Where the national government undertakes new or additional commitments which relieve the States or their authorities of the need to allocate funds for expenditures at present being carried by them, there should be adjustments in the financial arrangements between us to take account of the shift of new financial responsibilities.

I draw the attention of honourable senators to the rest of that quotation. It makes it quite clear that in this takeover of State responsibilities we may well see a continuing squeeze on the financial resources of the States, not an easing of them as might have been expected. I believe that the Government has made it clear to the States that it will squeeze them until they are squeezed out of existence.

The answer also is instructive in another sense because it referred to a letter written by the Prime Minister to the Premier of Western Australia in response to a request from that Premier for assistance to build a railroad from Eneabba to Geraldton. I will paraphrase the answer given by the Prime Minister. The answer simply says that until the State was prepared to re-open negotiations for the transfer of responsibility for State railways to the Commonwealth the Commonwealth was not prepared to talk about the possibility of providing any financial assistance for that railroad. In my view that is an odious way for the Government of the Commonwealth to behave. It is certainly a long way from the sort of co-operative federalism that I and my Party believe in. This sort of government will and ought to be resisted by this Senate. I shall certainly exercise my vote to resist it.

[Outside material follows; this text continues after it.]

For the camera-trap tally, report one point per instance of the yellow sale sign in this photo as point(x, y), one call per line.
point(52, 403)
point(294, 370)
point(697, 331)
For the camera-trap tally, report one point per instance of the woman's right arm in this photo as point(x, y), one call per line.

Even if the Government had governed well over the last 2 years its commitment to expansion of Canberra control would have caused strong reaction, particularly in Western Australia and Queensland for reasons which I hope by now are apparent. When that expansion of government control is coupled with gross mismanagement of the economy the reaction had to be even greater. What these 2 factors coming together have done is to hold out the promise to the few extremists of the Left and of the Right in Australia that they might foresake the great system of responsible democratic government in favour of some extremist solution. I am sure that all honourable senators reject non constitutional solutions to our problems. But I remind honourable senators that on 9 July last Professor Downing, whom I had always looked on as a supporter of this Government, said in an address:

The ultimate outcome of accelerating inflation is likely to be political revolution. I think democracy in Australia is at stake.

It is in this context that the lunatic fringes of politics in this country are becoming respectable. At least they are prepared publicly to state their commitment to the destruction of the economy on the one hand and constitutional government on the other hand. If the Government permits the present instability to last it will carry a heavy responsibility. If Ministers hide from their responsibility by blaming the system they abet those who are preaching that the system should be destroyed.

I conclude by saying that I realise that the silence that has greeted my words does not indicate assent by Government supporters. I think that the Government is beyond conversion and indeed, the next elections will show, beyond redemption. But I say to my electors that what we have to retain and perhaps in some cases regain in Australia is a sense that the individual is responsible for his own life, its quality, its level of achievement and the sort of country he lives in. We have got to get away from the ridiculous fiction that social welfare and education are obtained at no cost to the individual. There is a cost for every government program. We have to learn to relate our payment of taxes or charges to the services we actually receive. There is a fiction abroad that government revenues expand mightily each year without taking anything from the people and that, of course, is nonsense. It is the central nonsense of a bad Budget.